No fundo, no fundo...

Scorsese, que quando criança queria ser padre, faz aqui mais um belíssimo e provocante auto-de-fé, muito semelhante, nas questões que provoca - e que vão além do tema da verdade da fé e de suas manifestações - ao A Última Tentação de Cristo (The Last Temptation of Christ, 1988), que ele mesmo dirigiu, cerca de 30 anos atrás. Em essência, ambos tratam da compreensão que se tem da fé que se tem, das escolhas, concessões e sacrifícios feitos em nome dela e do modo como ela é professada e vivida por cada pessoa.

A questão mais pertinente aqui gira em torno da apostasia, que é a negação da fé, tal o apóstolo Pedro que negou Cristo por três vezes antes do galo cantar. Até que ponto sofrer e morrer pela fé para não negá-la é necessário se, ao morrer na cruz Cristo teria pago por todos os nosso pecados? Não seria melhor negar a fé e pecar, sofrendo a culpa como um martírio, mas certo do perdão que o sacrifício do Cristo legou?



Aceitar o pecado, a condição de pecador, é prova de fé, sustenta o narrador. Viver a fé em silêncio, internamente, sofrendo por não poder expressa-la, carregando o fardo do silêncio, é também um martírio, que permite ao fiel purgar-se da apostasia cometida. Além disso, até que ponto a escolha pelo martírio é uma escolha humilde, desinteressada, desprovida de vaidade e egoísmo? Não estaria o mártir tentando igualar-se ao Cordeiro de Deus, comparar-se a ele?

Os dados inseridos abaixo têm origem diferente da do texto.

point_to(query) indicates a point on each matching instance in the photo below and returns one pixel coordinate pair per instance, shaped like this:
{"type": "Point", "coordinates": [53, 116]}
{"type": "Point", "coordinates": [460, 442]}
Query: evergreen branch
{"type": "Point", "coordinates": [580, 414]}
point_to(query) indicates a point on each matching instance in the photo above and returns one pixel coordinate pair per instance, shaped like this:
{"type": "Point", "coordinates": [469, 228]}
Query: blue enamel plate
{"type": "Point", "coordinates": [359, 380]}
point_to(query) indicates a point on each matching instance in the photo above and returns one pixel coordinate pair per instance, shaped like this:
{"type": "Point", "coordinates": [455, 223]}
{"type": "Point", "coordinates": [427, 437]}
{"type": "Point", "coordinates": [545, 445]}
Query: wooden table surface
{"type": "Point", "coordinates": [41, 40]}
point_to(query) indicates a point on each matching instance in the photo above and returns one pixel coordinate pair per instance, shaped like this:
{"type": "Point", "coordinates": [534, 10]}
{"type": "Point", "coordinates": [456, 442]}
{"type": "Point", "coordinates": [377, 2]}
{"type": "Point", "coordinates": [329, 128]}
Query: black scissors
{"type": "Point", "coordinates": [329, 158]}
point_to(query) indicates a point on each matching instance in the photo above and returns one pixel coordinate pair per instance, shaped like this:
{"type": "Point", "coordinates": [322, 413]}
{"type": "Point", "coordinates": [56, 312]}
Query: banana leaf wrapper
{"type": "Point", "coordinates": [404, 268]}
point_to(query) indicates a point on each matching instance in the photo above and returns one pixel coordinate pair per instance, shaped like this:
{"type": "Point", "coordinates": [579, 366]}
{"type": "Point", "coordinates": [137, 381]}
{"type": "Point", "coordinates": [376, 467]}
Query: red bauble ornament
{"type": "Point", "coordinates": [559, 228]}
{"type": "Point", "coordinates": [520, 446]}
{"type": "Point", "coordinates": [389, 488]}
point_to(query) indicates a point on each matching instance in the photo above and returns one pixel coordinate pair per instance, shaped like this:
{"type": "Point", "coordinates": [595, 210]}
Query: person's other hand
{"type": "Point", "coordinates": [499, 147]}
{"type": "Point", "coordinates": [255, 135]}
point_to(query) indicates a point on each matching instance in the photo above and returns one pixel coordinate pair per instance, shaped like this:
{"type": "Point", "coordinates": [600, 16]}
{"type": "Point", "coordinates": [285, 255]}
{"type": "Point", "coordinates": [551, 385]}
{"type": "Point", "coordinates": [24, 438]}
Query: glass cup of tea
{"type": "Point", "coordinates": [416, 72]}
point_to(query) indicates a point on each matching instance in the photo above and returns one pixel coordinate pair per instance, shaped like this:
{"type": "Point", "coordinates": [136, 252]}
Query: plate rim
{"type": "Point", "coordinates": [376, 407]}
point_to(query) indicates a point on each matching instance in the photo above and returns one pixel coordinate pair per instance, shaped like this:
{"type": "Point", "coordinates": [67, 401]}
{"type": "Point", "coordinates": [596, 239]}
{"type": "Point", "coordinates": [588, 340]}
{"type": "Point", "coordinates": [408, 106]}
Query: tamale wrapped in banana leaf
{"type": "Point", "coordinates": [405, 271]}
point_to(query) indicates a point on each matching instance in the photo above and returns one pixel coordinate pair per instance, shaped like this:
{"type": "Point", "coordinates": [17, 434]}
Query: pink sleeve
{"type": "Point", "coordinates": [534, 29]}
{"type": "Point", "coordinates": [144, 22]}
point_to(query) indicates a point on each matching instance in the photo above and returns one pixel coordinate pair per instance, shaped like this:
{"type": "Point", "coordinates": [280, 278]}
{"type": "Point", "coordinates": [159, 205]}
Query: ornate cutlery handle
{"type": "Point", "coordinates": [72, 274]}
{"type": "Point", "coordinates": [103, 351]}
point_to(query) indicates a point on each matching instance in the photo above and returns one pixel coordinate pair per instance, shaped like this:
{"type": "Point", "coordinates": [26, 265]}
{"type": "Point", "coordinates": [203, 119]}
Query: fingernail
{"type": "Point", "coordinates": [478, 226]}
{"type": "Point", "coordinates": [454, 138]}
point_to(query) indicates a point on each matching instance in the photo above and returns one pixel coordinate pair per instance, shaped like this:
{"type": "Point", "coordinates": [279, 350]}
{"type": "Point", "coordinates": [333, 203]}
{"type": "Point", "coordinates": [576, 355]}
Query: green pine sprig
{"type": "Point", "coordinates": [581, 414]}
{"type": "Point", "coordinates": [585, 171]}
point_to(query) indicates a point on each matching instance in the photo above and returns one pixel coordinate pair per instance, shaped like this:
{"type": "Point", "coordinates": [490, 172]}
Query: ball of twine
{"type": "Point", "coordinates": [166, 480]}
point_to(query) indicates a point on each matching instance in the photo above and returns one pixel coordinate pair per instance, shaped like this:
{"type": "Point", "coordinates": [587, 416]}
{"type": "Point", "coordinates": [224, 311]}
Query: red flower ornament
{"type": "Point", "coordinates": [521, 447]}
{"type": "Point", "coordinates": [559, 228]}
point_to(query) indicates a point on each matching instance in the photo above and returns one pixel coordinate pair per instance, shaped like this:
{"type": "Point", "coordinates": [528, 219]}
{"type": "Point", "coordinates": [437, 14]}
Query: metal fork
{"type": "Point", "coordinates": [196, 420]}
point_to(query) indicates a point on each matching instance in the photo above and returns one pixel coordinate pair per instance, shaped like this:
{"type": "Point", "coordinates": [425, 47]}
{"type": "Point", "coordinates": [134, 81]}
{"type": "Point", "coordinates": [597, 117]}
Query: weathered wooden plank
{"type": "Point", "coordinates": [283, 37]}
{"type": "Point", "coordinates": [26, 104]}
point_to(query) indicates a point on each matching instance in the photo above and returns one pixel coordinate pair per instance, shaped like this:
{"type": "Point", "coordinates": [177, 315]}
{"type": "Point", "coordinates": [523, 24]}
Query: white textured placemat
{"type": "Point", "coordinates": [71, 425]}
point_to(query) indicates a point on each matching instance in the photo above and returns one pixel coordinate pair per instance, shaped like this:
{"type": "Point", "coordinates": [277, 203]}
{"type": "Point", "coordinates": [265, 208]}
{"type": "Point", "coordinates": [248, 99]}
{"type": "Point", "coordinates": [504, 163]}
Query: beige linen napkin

Outra, mais secundária, é a questão da certeza do perdão e sua relação com a impunidade, levando o homem a não evitar o pecado, pois sabe que será perdoado caso arrependa-se. Cria-se então um sujeito incapaz de resistir aos impulsos e que está sempre à procura de absolvição, o que, na moralidade judaico-cristã, leva-o a estar sempre em pecado. O castigo, a punição, o sacrifício, o martírio, tem todos uma mesma função, que é a correção moral por meio da dor ou do exemplo. Essas noções de pecado e perdão não existe nas religiões orientais, com Hinduísmo, Jainismo, Budismo, Sikhismo, etc. Há, por outro lado, as noções de karma, de reenconarnação e de iluminação, onde o sujeito evita as ações que lhe possam criar novos karmas, buscando sempre a elevação moral e espiritual, de modo a atingir a iluminação,seja por meio de repetidas encarnações, seja por meio da meditação,

Essa metafísica baseada em dualismos, em oposições entre corpo e alma, carne e espírito, impuro e puro, profano e sagrado, mundo dos homens e mundo de Deus, que caracteriza as religiões monoteístas que cultuam um deus abraâmico também encontra forte oposição na metafísica oriental, que caracteriza religiões como Hinduísmo, Budismo, Jainismo, Taoísmo e Xintoísmo, nas quais essa visão de mundo e realidade essencialmente dicotômica dá lugar à uma visão holística, de unidade e multiplicidade, de complementaridade e não de hierarquia, nem de oposição.

Aqueles dualismos, aquelas oposições entre corpo e alma, carne e espírito, impuro e puro, profano e sagrado, mundo dos homens e mundo de Deus, na tradição judaico-cristã, leva o homem a negar um dos lados, estabelecendo entre eles uma hierarquia: de um lado o corpo, a carne, o mundo dos homens, profanos, cheios de pecado e corrupção; do outro, a alma, o espírito, do mundo de Deus, puro e incorruptível.



As religiões orientais, por outro lado, são religiões que abraçam a dialética em sua plenitude. Não estabelecem hierarquias entre as dimensões da realidade, pois não concebem uma realdade dividida em dimensões separadas. Em sua visão totalizante, as dimensões se misturam, sem intercalam. Há pureza no impuro, há amor no pecador, o puro esconde impurezas, o silêncio guarda ruídos, o ruído transpassa o silêncio.

Apenas quando, no silêncio da fé que não pode ser manifestada, o padre jesuíta Rodrigues a nega (negando-a apenas exteriormente) ele ouve finalmente a voz do Deus que ele ama, ele fortalece internamente aquela fé aparentemente negada. Ele abraça então a dialética da relação entre interno e externo, espírito e corpo, silêncio e ruído, aparência e essência.

Se Deus é o todo, o uno, como afirmou Plotino, então ele só pode ser alcançados quando aceitamos a realidade em sua totalidade e complexidade.

SILÊNCIO (Silence, 2016)
Direção: Martin Scorsese
Elenco: Andrew Garfield, Adam Driver, Liam Neeson, Ciarán Hinds, Shin'ya Tsukamoto e Issei Ogata.